1) are you looking at keeping goldfish? If not, what?
2) What do you expect from your filter?
3) Is there a problem you'd like to solve or are you just looking at saving money?

cb


----------



## jrman83 (Jul 9, 2010)

No other filter will match the effectiveness of a wet/dry filter. I would keep going with that idea as long as it is the needed size for the tank it will go on. Looks like a pretty crude build, but it looks like it has all the pieces. You could get a larger container so you could put in a sponge foam filter wall that the dripped water passes through before it is pumped. Just another step in polishing the water, but not needed per se.

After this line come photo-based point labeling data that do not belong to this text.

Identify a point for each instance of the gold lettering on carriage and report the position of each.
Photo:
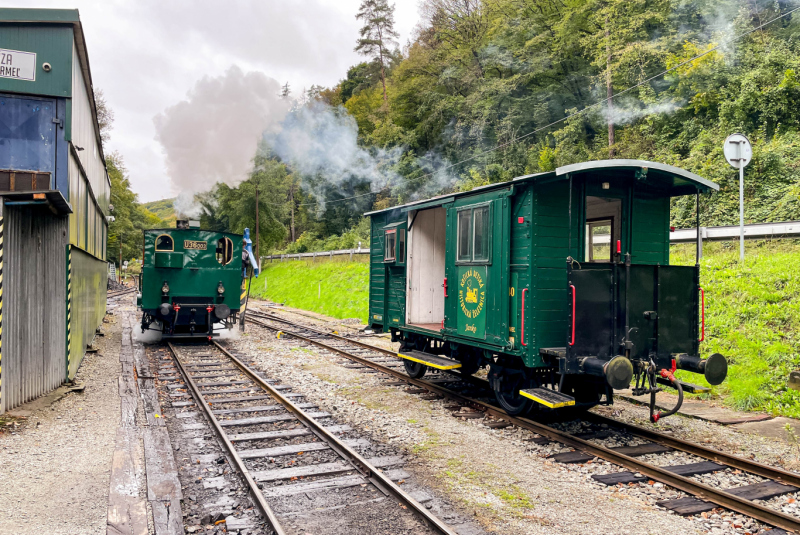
(471, 296)
(196, 245)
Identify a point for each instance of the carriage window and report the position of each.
(464, 241)
(473, 234)
(401, 245)
(224, 251)
(480, 247)
(598, 241)
(389, 253)
(164, 243)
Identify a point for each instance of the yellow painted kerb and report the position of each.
(432, 365)
(547, 403)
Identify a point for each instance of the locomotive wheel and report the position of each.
(415, 370)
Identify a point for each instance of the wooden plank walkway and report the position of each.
(127, 510)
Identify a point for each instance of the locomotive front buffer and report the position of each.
(636, 322)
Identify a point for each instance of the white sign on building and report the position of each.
(17, 65)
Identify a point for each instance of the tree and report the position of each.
(130, 218)
(105, 116)
(377, 35)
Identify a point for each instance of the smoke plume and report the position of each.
(212, 136)
(320, 143)
(622, 113)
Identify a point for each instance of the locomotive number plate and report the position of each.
(196, 245)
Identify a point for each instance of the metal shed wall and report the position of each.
(34, 293)
(87, 281)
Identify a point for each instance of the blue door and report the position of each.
(27, 134)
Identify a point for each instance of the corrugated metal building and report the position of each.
(54, 200)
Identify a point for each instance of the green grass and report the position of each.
(334, 288)
(753, 318)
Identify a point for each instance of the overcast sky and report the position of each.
(146, 55)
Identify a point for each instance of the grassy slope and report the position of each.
(343, 291)
(753, 318)
(752, 314)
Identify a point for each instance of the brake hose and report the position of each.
(666, 374)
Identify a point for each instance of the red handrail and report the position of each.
(522, 335)
(572, 343)
(702, 315)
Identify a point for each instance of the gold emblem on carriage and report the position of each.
(472, 293)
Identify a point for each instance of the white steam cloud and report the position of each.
(212, 136)
(320, 143)
(621, 114)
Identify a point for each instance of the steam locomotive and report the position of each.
(193, 280)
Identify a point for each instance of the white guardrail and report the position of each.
(786, 229)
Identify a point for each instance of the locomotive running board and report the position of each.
(548, 398)
(434, 361)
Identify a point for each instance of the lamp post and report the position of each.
(738, 152)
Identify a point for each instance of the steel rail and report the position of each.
(685, 484)
(731, 460)
(117, 294)
(251, 483)
(378, 478)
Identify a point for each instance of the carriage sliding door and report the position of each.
(426, 269)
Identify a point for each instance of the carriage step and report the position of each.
(434, 361)
(548, 398)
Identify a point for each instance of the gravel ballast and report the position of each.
(495, 476)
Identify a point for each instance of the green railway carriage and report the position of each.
(558, 282)
(191, 280)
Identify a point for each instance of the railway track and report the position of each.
(111, 295)
(249, 413)
(745, 500)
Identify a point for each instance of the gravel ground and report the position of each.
(55, 467)
(496, 476)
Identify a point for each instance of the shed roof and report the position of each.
(71, 17)
(673, 180)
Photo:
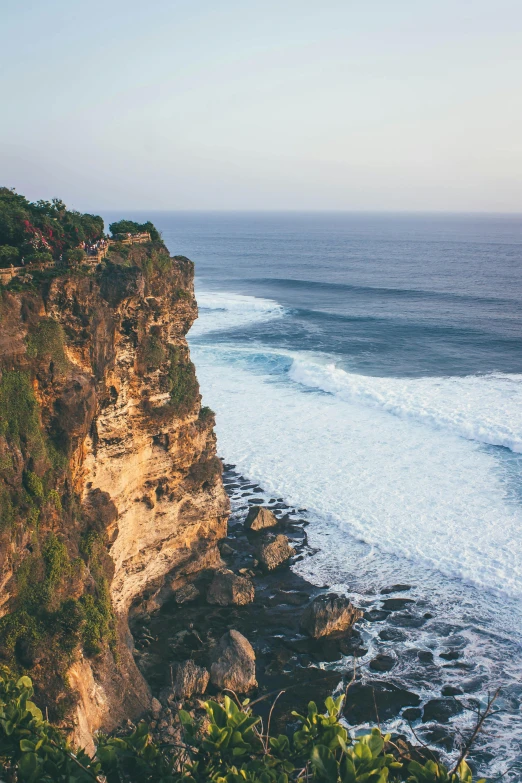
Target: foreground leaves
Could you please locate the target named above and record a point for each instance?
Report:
(228, 747)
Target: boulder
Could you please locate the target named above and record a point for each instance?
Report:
(234, 663)
(274, 552)
(228, 588)
(188, 592)
(190, 679)
(260, 518)
(328, 614)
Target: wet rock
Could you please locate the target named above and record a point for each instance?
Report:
(186, 593)
(393, 604)
(228, 588)
(382, 663)
(441, 710)
(451, 690)
(377, 701)
(190, 679)
(376, 615)
(260, 518)
(155, 708)
(328, 614)
(411, 714)
(449, 655)
(392, 635)
(274, 552)
(234, 663)
(395, 589)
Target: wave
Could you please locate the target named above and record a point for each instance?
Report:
(483, 408)
(220, 311)
(405, 293)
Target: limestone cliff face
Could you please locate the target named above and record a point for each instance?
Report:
(118, 468)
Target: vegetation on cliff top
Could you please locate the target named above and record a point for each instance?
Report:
(41, 230)
(229, 745)
(124, 227)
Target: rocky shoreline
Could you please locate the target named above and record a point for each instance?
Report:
(189, 627)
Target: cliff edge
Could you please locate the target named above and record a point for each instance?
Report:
(110, 489)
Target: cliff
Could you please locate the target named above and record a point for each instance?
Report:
(110, 488)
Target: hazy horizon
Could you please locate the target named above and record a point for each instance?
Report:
(379, 107)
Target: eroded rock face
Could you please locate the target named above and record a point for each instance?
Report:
(228, 588)
(142, 469)
(328, 614)
(190, 679)
(234, 665)
(260, 518)
(274, 552)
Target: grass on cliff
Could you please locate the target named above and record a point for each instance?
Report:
(46, 342)
(228, 745)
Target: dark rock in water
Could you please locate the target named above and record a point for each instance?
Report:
(441, 710)
(393, 604)
(186, 593)
(228, 588)
(234, 663)
(383, 698)
(395, 589)
(328, 614)
(375, 615)
(407, 620)
(190, 679)
(451, 690)
(411, 714)
(392, 635)
(441, 736)
(382, 663)
(274, 552)
(450, 655)
(260, 518)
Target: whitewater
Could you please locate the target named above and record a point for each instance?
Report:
(406, 465)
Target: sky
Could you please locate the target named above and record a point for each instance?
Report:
(245, 105)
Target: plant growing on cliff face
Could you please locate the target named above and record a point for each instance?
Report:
(229, 747)
(46, 342)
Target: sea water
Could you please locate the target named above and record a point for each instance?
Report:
(369, 368)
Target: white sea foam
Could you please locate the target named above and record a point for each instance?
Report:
(485, 408)
(383, 458)
(220, 311)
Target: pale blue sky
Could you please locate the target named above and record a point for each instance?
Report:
(176, 104)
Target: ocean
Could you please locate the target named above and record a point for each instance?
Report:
(369, 368)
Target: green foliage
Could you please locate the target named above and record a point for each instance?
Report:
(123, 227)
(74, 256)
(41, 230)
(9, 255)
(34, 485)
(182, 382)
(46, 341)
(99, 627)
(19, 419)
(229, 747)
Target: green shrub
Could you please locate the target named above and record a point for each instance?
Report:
(230, 746)
(19, 419)
(47, 342)
(183, 384)
(34, 485)
(9, 255)
(74, 256)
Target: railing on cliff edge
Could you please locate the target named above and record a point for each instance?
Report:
(91, 259)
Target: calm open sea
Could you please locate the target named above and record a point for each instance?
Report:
(369, 368)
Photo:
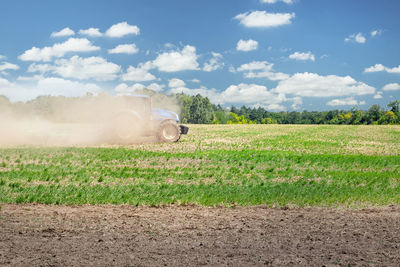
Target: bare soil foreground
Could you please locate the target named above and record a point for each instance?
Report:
(33, 235)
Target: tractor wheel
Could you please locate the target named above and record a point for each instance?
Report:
(125, 128)
(168, 132)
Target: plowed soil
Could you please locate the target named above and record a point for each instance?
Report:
(41, 235)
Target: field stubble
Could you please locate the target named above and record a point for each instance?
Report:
(277, 165)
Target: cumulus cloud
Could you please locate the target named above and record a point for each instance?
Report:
(185, 59)
(376, 33)
(8, 66)
(139, 74)
(350, 101)
(302, 56)
(58, 50)
(380, 67)
(121, 29)
(261, 69)
(262, 19)
(314, 85)
(357, 38)
(64, 32)
(173, 83)
(124, 88)
(391, 87)
(124, 49)
(246, 46)
(92, 32)
(249, 94)
(47, 86)
(214, 63)
(274, 1)
(76, 67)
(378, 95)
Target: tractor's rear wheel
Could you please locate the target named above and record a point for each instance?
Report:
(168, 132)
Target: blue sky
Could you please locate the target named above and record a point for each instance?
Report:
(278, 54)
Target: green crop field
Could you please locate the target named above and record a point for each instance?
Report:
(277, 165)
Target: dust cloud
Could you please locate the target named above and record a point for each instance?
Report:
(84, 121)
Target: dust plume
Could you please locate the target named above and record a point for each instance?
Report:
(88, 120)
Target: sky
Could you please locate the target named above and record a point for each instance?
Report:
(282, 55)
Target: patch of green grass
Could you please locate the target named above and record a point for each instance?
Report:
(216, 165)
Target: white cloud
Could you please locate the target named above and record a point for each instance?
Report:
(92, 32)
(139, 74)
(274, 1)
(58, 50)
(378, 95)
(121, 29)
(8, 66)
(376, 33)
(124, 49)
(357, 38)
(173, 61)
(380, 67)
(246, 46)
(314, 85)
(173, 83)
(124, 88)
(214, 63)
(350, 101)
(64, 32)
(391, 87)
(76, 67)
(4, 82)
(249, 94)
(261, 69)
(156, 87)
(262, 19)
(47, 86)
(376, 68)
(302, 56)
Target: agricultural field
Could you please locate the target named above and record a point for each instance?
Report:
(225, 195)
(228, 165)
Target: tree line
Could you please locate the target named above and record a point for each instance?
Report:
(199, 110)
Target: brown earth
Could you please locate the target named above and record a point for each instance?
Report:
(41, 235)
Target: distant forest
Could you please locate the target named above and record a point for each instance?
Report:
(199, 110)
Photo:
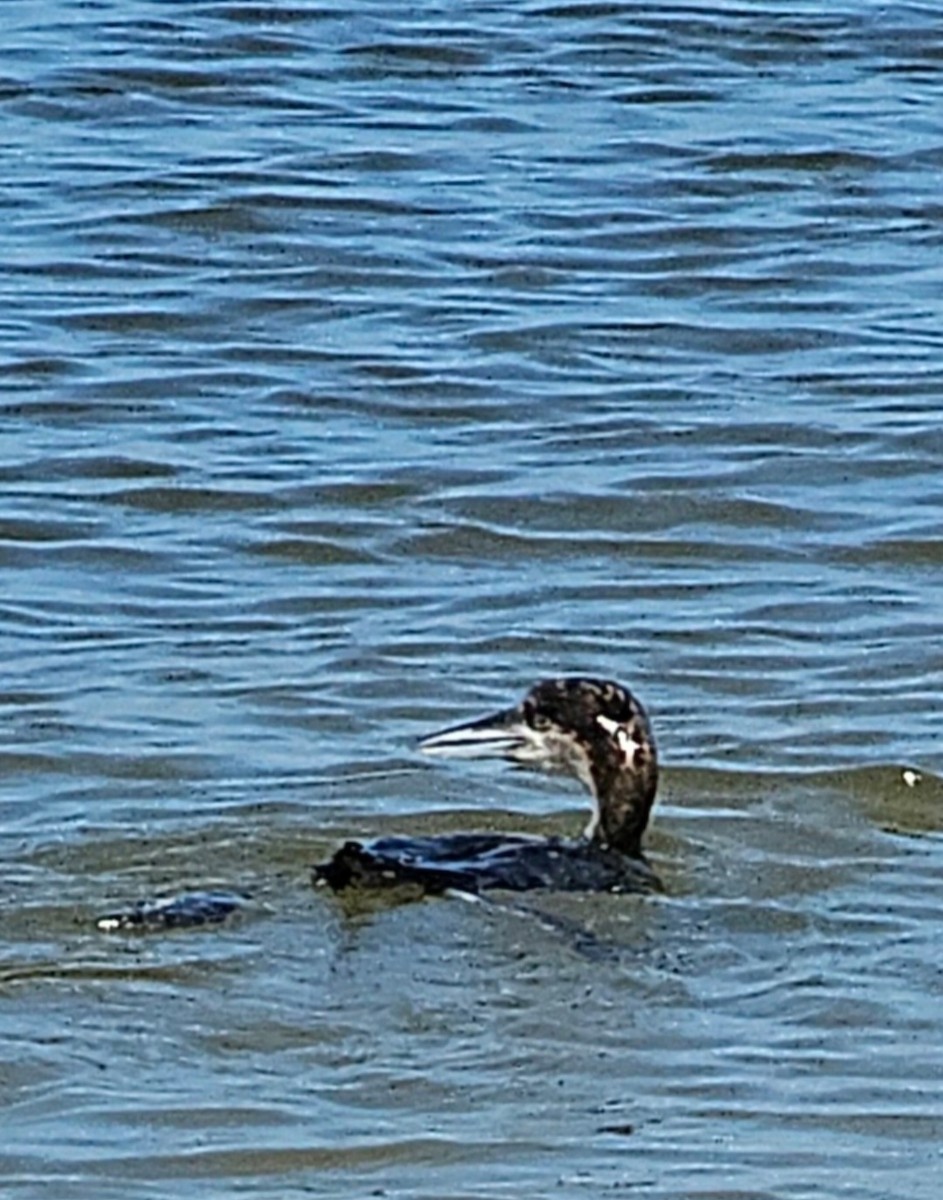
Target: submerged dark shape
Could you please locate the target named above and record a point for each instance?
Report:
(592, 729)
(182, 911)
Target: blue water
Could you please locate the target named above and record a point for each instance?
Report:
(360, 367)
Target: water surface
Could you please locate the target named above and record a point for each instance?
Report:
(361, 367)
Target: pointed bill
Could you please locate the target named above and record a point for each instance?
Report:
(491, 737)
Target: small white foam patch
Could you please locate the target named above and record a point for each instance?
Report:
(624, 739)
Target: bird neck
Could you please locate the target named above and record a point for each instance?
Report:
(623, 803)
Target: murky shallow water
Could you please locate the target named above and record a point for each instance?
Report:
(359, 370)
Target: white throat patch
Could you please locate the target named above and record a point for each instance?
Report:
(628, 745)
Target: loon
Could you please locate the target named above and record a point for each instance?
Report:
(592, 729)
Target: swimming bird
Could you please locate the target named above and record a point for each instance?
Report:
(592, 729)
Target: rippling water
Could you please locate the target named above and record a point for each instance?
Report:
(360, 367)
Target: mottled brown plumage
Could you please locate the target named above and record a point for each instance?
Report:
(592, 729)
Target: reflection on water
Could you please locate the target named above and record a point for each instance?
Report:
(360, 369)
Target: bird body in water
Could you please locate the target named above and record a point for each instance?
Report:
(592, 729)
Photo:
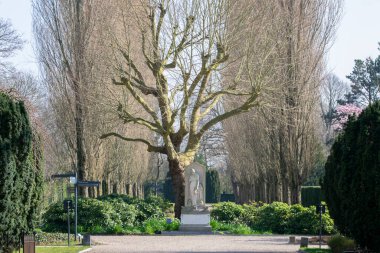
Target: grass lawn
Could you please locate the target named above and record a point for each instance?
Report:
(59, 249)
(309, 250)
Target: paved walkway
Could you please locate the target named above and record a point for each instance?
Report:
(192, 243)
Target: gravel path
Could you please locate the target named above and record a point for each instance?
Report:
(192, 243)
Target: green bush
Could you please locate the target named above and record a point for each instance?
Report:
(339, 244)
(273, 217)
(233, 228)
(152, 225)
(352, 177)
(115, 214)
(43, 238)
(304, 220)
(276, 217)
(93, 216)
(228, 212)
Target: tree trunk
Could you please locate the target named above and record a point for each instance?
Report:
(178, 179)
(295, 194)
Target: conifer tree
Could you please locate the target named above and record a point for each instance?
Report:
(20, 173)
(351, 182)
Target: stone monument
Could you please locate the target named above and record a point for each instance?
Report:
(195, 215)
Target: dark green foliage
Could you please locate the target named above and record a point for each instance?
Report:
(311, 195)
(277, 217)
(92, 214)
(43, 238)
(20, 173)
(152, 225)
(212, 186)
(365, 81)
(107, 214)
(227, 197)
(233, 228)
(168, 188)
(339, 244)
(352, 179)
(273, 217)
(228, 212)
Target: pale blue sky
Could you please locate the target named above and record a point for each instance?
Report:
(357, 35)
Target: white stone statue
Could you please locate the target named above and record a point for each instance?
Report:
(194, 187)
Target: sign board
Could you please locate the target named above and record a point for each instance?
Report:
(88, 183)
(73, 180)
(67, 204)
(29, 244)
(63, 175)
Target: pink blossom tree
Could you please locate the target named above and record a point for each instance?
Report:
(342, 114)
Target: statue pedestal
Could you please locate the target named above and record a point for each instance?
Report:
(196, 220)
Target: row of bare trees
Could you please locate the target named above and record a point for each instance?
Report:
(76, 43)
(274, 148)
(164, 75)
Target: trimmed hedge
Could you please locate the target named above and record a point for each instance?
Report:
(278, 217)
(311, 195)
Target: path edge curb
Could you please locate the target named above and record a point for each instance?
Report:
(85, 250)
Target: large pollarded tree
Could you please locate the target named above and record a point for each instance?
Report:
(186, 46)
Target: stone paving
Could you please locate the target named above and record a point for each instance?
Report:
(192, 243)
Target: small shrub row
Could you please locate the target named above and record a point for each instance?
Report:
(278, 217)
(43, 238)
(112, 214)
(339, 244)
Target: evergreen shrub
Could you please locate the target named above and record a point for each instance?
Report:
(311, 195)
(339, 244)
(21, 180)
(352, 179)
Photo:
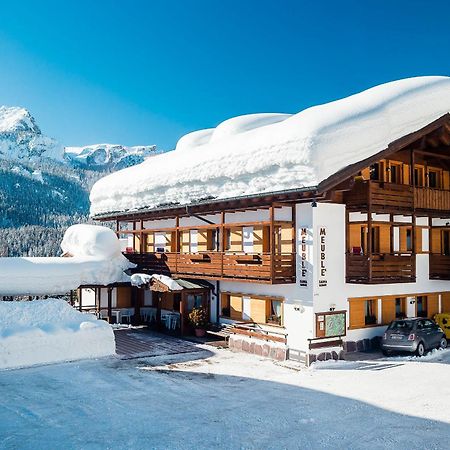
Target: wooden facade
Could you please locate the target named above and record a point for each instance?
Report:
(412, 181)
(261, 252)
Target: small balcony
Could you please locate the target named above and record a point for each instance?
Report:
(381, 268)
(439, 267)
(256, 267)
(392, 197)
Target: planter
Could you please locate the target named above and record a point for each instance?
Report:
(200, 332)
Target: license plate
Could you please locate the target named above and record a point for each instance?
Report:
(396, 336)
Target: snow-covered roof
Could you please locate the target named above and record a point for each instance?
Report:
(95, 259)
(260, 153)
(48, 331)
(139, 279)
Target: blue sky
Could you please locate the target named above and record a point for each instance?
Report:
(147, 72)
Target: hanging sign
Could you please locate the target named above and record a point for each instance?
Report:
(322, 269)
(305, 260)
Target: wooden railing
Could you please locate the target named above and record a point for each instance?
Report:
(439, 267)
(254, 330)
(381, 268)
(380, 195)
(436, 199)
(391, 196)
(264, 267)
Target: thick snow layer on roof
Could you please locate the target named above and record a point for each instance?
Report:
(48, 331)
(95, 260)
(265, 153)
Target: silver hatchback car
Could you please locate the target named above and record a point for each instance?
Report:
(415, 335)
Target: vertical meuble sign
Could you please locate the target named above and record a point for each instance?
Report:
(322, 275)
(305, 263)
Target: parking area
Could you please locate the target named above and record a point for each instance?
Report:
(138, 343)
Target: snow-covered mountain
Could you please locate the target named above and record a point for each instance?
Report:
(44, 189)
(108, 156)
(22, 139)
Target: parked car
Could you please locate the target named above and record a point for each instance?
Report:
(415, 335)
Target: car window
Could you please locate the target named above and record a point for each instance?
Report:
(401, 325)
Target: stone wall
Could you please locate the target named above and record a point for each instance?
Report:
(257, 347)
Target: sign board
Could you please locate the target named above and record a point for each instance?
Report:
(305, 247)
(322, 257)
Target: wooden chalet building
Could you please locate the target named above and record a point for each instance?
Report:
(305, 268)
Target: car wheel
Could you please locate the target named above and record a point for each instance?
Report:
(420, 351)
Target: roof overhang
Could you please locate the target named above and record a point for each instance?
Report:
(215, 205)
(395, 146)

Having live plants will help any situation, but with gf you may be limited on what they will not decimate.


----------



## MJAVY7 (Apr 4, 2012)

clep.berry said:


> Not sure what effect you're after or what advantages you're seeking in an external filter.
> Typically, the advantages of a sump filter would be not having to top off, customizable filter media and easier access to the filter media.
> The link you posted seems to be an attempt to solve a goldfish specific related problem. I don't believe that it is the most efficient way to solve the problem either.
> 
> ...


seeking...
I went to a local small pet store a showed a picture of my tank to the person behind the counter, he told me that I had a great tank and told me that I needed a wet/dry filter that he did not stock. He told were to go to buy it. I went to the other otore and $387 later I could get the filter I needed according to both stortes. I did not buy it because I though it was very high in price. I google the name and there are many was to acomplish the same task for a lot less money. 

answers...
1) to start off yes, I want to experiment with an inexpensive fish like gold fish. Enventualy get the fresh water sharks like 4 of them.
2) to keep my tank clean, I was told that with the wet/dry filter, the maintence is a lot less and much superior to any other.
3) no problems yet just looking to see if I need another type of media after the bio ball to further clean the water. I am always trying to save money whenever I can, if I can.


----------



## MJAVY7 (Apr 4, 2012)

jrman83 said:


> No other filter will match the effectiveness of a wet/dry filter. I would keep going with that idea as long as it is the needed size for the tank it will go on. Looks like a pretty crude build, but it looks like it has all the pieces. You could get a larger container so you could put in a sponge foam filter wall that the dripped water passes through before it is pumped. Just another step in polishing the water, but not needed per se.
> 
> Having live plants will help any situation, but with gf you may be limited on what they will not decimate.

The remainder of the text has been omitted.